The heart can push the sea and land so far away on either hand;
the soul can split the sky in two and let the face of God shine through.
This is a hymn I have never sung, nor never heard. The lyrics are amazing – let’s not kid ourselves: Edna St. Vincent Millay can write. The lyrics talk about the expansiveness of our souls, of God, and what I perceive as a challenge against the limits we try to put on our ideas of the divine. It’s a lush pair of couplets. That last line… so delicious: the SOUL can split the sky in two. It comes from us. We’re the only thing trying to hold it all in, but as Leonard Cohen taught us, ‘there’s a crack in everything – that’s how the light gets in.’ I wonder if Cohen had read Millay before writing that song. And I am led to wonder about the ways I try to hold it in, hold it all together, try to seal the cracks that my soul is yearning to open up.
Yes. The lyric is inspiring, beautiful, hopeful, lush.

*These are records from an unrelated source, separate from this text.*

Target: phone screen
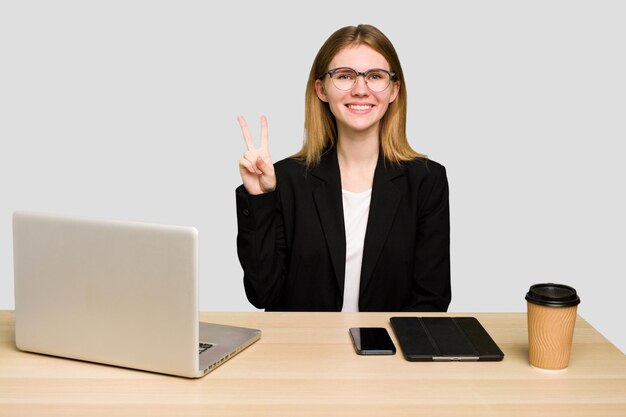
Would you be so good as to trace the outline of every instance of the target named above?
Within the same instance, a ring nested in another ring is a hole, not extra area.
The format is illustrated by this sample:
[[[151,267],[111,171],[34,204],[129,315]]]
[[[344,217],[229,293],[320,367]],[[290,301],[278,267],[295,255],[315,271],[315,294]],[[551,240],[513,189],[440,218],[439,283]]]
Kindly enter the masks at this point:
[[[353,327],[352,344],[359,355],[393,355],[396,347],[384,327]]]

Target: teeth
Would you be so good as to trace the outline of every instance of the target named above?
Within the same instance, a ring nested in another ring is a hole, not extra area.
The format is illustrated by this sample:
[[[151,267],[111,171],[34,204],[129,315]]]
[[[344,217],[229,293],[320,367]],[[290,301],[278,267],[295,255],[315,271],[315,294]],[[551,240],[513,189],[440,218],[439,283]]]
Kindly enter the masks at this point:
[[[348,107],[351,108],[352,110],[369,110],[372,108],[372,106],[368,104],[363,104],[363,105],[350,104]]]

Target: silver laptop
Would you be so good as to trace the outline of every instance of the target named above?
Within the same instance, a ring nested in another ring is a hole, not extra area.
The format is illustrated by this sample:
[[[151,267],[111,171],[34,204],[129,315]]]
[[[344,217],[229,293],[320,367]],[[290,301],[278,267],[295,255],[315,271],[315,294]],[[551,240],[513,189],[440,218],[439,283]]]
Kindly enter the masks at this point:
[[[13,257],[24,351],[198,378],[261,337],[199,322],[193,227],[17,211]]]

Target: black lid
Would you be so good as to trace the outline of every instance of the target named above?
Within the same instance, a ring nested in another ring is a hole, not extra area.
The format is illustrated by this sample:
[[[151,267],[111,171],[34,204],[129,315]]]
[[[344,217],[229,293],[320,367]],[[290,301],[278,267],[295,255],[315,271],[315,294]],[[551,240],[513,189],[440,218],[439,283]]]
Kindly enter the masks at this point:
[[[580,304],[576,290],[562,284],[535,284],[526,294],[526,301],[548,307],[572,307]]]

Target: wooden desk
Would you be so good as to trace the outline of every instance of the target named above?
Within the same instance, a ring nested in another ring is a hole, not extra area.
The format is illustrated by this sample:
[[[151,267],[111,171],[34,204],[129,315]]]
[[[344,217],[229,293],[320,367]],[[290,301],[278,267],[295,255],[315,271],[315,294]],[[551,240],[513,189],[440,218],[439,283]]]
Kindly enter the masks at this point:
[[[202,313],[263,337],[188,380],[20,352],[13,312],[0,311],[0,416],[626,416],[625,356],[581,317],[570,367],[548,372],[528,365],[524,313],[450,314],[477,317],[502,362],[356,355],[348,328],[394,337],[392,315]]]

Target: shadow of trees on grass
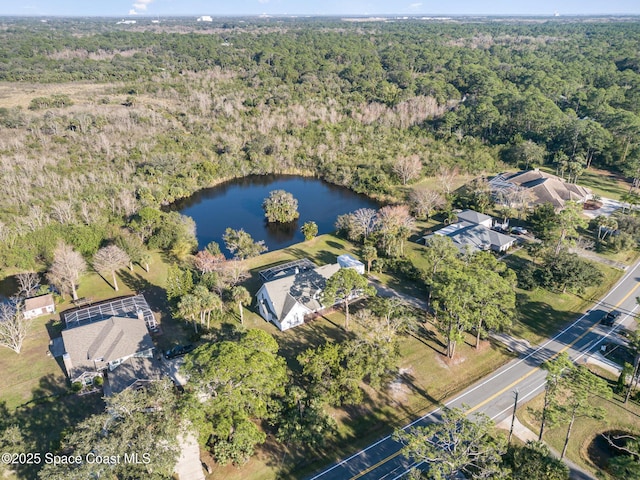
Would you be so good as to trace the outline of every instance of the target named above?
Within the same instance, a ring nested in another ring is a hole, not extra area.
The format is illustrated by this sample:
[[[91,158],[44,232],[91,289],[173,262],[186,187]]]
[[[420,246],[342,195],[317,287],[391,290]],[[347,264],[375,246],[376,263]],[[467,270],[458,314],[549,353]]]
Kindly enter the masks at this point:
[[[65,431],[88,416],[103,411],[101,393],[79,396],[67,388],[66,379],[49,374],[32,392],[32,400],[10,412],[0,404],[0,433],[5,428],[17,426],[22,435],[22,445],[15,453],[40,453],[42,461],[14,465],[16,476],[32,480],[44,464],[44,455],[56,453]]]

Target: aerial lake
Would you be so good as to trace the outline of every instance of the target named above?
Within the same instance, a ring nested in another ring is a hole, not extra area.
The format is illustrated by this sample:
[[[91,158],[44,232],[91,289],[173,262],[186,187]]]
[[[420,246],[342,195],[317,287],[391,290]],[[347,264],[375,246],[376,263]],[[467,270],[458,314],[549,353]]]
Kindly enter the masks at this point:
[[[262,202],[272,190],[286,190],[298,200],[298,220],[288,224],[267,223]],[[304,241],[300,227],[305,222],[316,222],[321,235],[335,231],[338,215],[379,206],[364,195],[316,178],[252,175],[201,190],[176,202],[172,210],[195,220],[199,249],[215,241],[230,256],[222,240],[227,227],[244,229],[254,240],[264,240],[271,251]]]

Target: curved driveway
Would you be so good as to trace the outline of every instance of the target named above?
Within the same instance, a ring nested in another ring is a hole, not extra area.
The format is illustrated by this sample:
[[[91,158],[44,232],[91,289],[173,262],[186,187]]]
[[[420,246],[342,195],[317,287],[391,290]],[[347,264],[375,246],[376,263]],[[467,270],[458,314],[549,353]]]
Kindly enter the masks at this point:
[[[633,265],[609,293],[553,338],[527,349],[519,358],[448,400],[445,406],[455,408],[464,404],[469,413],[485,413],[496,423],[509,417],[516,390],[519,392],[519,404],[522,405],[544,389],[546,374],[540,369],[542,362],[565,351],[575,362],[583,360],[585,355],[597,350],[621,324],[632,321],[637,308],[635,298],[640,294],[639,265],[640,262]],[[602,315],[613,308],[623,312],[618,323],[613,327],[599,325]],[[441,408],[437,408],[404,428],[437,421],[440,411]],[[401,448],[401,444],[386,436],[308,480],[397,480],[416,466],[402,456]]]

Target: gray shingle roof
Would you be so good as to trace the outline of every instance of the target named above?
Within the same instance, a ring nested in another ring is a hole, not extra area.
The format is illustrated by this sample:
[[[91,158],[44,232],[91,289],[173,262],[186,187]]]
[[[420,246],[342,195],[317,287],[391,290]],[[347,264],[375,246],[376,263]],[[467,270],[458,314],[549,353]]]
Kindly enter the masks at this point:
[[[338,270],[340,265],[334,263],[265,283],[263,288],[267,290],[273,303],[273,313],[281,320],[297,303],[312,312],[320,310],[322,304],[314,297],[317,297],[324,289],[327,279]]]
[[[500,249],[515,242],[515,238],[503,235],[482,225],[459,222],[441,228],[434,235],[449,237],[458,247],[471,247],[472,250]],[[427,238],[427,237],[425,237]]]
[[[126,390],[139,380],[152,381],[161,378],[160,365],[154,358],[132,357],[109,372],[111,393]]]
[[[111,317],[62,331],[62,341],[74,372],[97,371],[109,362],[153,348],[144,320]]]
[[[486,222],[487,220],[493,221],[493,219],[489,215],[476,212],[475,210],[464,210],[458,213],[457,217],[458,217],[458,220],[460,221],[471,222],[478,225],[483,222]]]

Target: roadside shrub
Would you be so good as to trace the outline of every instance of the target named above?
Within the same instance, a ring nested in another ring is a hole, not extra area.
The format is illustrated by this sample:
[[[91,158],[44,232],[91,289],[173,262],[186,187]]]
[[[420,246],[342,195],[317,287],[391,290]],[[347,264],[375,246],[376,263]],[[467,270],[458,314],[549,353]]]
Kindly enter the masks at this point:
[[[79,392],[80,390],[82,390],[82,382],[73,382],[71,384],[71,391],[73,392]]]
[[[93,379],[93,386],[94,387],[101,387],[103,383],[104,383],[104,378],[102,378],[102,377],[95,377]]]
[[[388,272],[402,275],[408,280],[422,280],[422,272],[408,258],[388,258],[385,261],[386,270]]]
[[[533,290],[537,286],[536,268],[533,265],[529,264],[518,272],[518,287]]]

The music is not so lush – at least not the melody, which is the only thing I can manage to play on the piano app on my iPad. I long for a Ralph Vaughn Williams kind of tune here – something with a bit of sentimentality, but maybe with a bit of simplicity.
I agree with Jason Shelton that no song is unsingable – and I did indeed sing it. But I didn’t feel it – there seemed to me no marriage of word and melody, and thus it was a chore, not a delight.